With every new thing she didn’t know, her excitement grew. She had never encountered other humans and not known everything before. When they would come up onto the mountain, they asked only simple things about time that had not yet passed before leaving her behind.
These humans were even more obsessed with time. The tablet she was given always had a clock on the top of the screen. It had a way to bring up another clock to see the time pass by in seconds. She knew that the people here were constantly looking at those clocks, trying to determine the time for one reason or another.
She was human as well. She had to remind herself of that. The whole reason she left the mountain was to see how other humans lived and the purpose of that would be lost if she continued to forget that she was one of them.
It was only now that she began to realize that the others must have a purpose behind their actions as well.
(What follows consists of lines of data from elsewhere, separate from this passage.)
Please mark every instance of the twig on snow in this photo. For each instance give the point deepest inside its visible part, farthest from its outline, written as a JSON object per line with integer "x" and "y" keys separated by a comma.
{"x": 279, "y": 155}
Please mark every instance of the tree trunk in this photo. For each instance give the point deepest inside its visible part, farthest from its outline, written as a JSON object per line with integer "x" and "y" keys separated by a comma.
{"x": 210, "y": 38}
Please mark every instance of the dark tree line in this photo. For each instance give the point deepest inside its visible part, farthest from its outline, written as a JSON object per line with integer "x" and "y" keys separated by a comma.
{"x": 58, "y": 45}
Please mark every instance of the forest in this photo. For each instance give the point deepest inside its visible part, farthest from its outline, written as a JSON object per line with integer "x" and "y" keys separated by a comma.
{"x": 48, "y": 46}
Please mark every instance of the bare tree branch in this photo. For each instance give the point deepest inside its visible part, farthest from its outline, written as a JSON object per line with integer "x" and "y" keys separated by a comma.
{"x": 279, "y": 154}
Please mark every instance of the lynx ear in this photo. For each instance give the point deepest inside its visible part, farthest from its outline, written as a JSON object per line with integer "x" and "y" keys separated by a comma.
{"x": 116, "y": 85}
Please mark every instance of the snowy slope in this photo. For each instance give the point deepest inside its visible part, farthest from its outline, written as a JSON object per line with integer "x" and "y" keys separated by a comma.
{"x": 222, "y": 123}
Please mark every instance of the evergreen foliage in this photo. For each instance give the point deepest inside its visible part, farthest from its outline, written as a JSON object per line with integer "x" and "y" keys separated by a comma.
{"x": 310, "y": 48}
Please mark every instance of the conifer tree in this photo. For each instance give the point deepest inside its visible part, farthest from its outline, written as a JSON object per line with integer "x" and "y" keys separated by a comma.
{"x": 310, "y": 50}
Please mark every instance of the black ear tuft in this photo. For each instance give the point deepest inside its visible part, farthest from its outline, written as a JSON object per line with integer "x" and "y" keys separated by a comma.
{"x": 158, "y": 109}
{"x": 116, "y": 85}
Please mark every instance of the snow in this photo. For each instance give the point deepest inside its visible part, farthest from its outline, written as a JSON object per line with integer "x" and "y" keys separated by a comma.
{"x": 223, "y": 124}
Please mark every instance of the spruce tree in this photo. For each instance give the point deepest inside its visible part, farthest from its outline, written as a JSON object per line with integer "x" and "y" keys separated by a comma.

She’d never thought about that before. After so much time watching them, it never occurred to her that they were actually moving with their own purpose.
People were sneaking into the abandoned parts of the building as they sometimes did when they were bored and she moved to watch them. She watched as four children covered in dirt followed their leader through the abandoned halls away from the collapsed passage they had been playing in a short while before, giggling all the way. Occasionally one of them would look behind them to see if they we
re being followed.
The last one looked back and she let out a yelp of surprise. “Brady!” the girl, Olivia Fernandez, said from the back of the line, turning around and pointing back at her.
It was strange to be noticed by the people she watched. Even though she knew it was coming, it was odd to have it actually happen. This was probably what it was like to have a present, this moment that the others around her lived in at all times.
Brady stopped at the front of the line, looking irritated until he turned around to see who stood there. He ran quickly past them all to put himself between them and her, looking her carefully over. “You’re the naked lady,” he said.
“I’m not naked anymore.”
“They call you Snow White.”
“Yes.”
“They’re looking for you.”
“Yes.”
Brady looked back to the other children before he turned to her again. “Are you gonna murder us?”
“No.”
He looked her carefully up and down before glancing back once more. “Follow us.”
Olivia grabbed him by the shoulder before he could keep walking and leaned, whispering so loudly that her voice echoed in the silence. “But she’s an adult.”
“But General Mac doesn’t like her,” Brady told her. “And that means she’s staying with us. Look, she’s not mean like he is. Do you really want him to find her and yell at her like he yells at us all the time?”
Olivia backed down at that, Brady taking Snow’s hand and leading the way back through the halls. The kids followed in tow, not even bothering to question Brady any further. Instead, their eyes were on the adult among them. She knew she was odd in their troop, but her presence seemed to be the thing that broke the silence. They talked about her among themselves, though Brady was the one who demanded her attention.
“Your name’s really Snow White?” he asked, his voice quiet.
“That is the name I have been given.”
“That means you’re Snow White,” Brady said. “I’m gonna call you Snow.”